手厚さからの積極性を(完)

右辺配慮も兼ねた効率良き一手連絡

     黒1コスミが最適でした。これで天元とガッチリ繋がって厚い。

     『一間+コスミ』は相性良い形で白からワリコミされても大丈夫。

     ◆なお黒Aは上のワリコミを狙われるので少し劣ります。

     続いて白2進出なら中は気にせず黒3と囲いましょう。白2で右辺に

     入って来れば中に厚い石あるとの気持ちで強く戦います。

実戦は手厚い打ち方・打ち込みへの対処

     『日本囲碁体系』『御城碁譜』他にもたくさんI氏から伺いました。

      院生の頃学んだ・お世話になった棋書です。実戦の黒1~5は

     影響を受けた【手厚さ】と感じました。ただ右辺遠慮なく入られます。

     この進行も黒悪くはない。しっかり代償を得られるかで評価されます。

     黒aは×断点二つあり危険。I氏が選んだのは・・・

手厚いがあまい

     黒1ツギ正解。白2とツケたときに黒3ともう一度ツグのは・・・

     手厚いとは言えずあまい。黒3は強く黒10とオサエる一手。

     白が生きる作業をしたときに断点を守るか考えるところ。もしツグなら

     黒4カケツギがベスト。黒5カタツギは次点。白4キカシは補強になり

     嬉しく以下白12までのワカレは8:2で白良しのワカレと判断します。

     ◆黒9で黒10と切っていたら(白低位になる)6:4でした。   

     ただ検討のときに質問したら・・・素晴らしい答えを。次の図です。

I氏幻の好手段

    「上辺白の弱点見えますか。」と伺ったらサラリと黒1。正解です。

    勘は良いが後が続くかなと白2、4と出切ったら少し考慮され黒5

    アテ、白6ツギに黒7のカケツギも示されたのです。力弱い方と

    思っていたので驚き。聞くと私の前に打った某プロにこてんぱんにされ

    【本局は先ず守り、補強】と力出すのを控えていたそう。なおこの後

    白aなら黒bと受けます。黒イと黒ロが見合いで白大変。惜しかった。

黒が厚くない進行(切りが大事)

    白10まで実戦。白大ゲイマ・二間は薄い手で黒から分断が可能だが

    回りの黒も少し薄く感じませんか。それは右下白2・4・6の影響です。        

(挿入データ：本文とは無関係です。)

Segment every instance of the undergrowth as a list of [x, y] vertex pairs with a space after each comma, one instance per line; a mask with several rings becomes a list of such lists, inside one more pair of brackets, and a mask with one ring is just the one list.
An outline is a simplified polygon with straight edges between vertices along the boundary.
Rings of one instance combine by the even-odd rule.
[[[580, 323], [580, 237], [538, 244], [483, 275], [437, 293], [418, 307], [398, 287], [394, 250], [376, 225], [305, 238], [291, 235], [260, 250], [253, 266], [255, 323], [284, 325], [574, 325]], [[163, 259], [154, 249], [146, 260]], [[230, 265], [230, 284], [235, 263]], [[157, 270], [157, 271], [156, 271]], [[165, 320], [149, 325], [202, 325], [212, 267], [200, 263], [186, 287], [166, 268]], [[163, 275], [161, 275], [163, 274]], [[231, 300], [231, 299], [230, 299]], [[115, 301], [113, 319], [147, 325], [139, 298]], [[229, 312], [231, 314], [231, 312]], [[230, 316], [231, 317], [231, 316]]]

    裂かれ形になったのは良くない。黒3で切って戦えました。

    

切って戦って厚さ目指す

    黒1と切る。瞬間5の断点気になるが黒3、5が『アテてツグ戦いの筋』

    以下白10まで想定の一つ。ここで黒11とモタレ攻めしたらあっぱれです。

    前の図は無難に見えるが白が一方的に繋がっている。比べこの図は白に

    心配が生じているのが大きい回りの黒薄み突く余裕与えないことが

    黒の厚さに繋がるのです。最後左上隅▲に触れましょう。

封鎖された隅の石は断点やハサミツケ2点以上あると要注意

    部分図で解説します。後半白イ、黒ロ、白ハ、黒二、白ホとなりました。

    このとき隅に白×ハサミツケ味が生じています。ただ弱点一つなので黒に

    正しく対応されたら手にはなりません。少し経って白へ、そして白トが

    加わりました。ここで実戦経験豊富な方は白×ノゾキが見えます。

    一般に【封鎖された隅は弱点二つ(ハサミツケ・断点)あると味悪い】

    この形は味ではなく危険。黒1か黒Aに即手入れが必要です。

    ◎お疲れ様でした。これからの対局に役立つ有益内容だったと思います。

    次に機会あれば積極性を前面に。お待ちしています。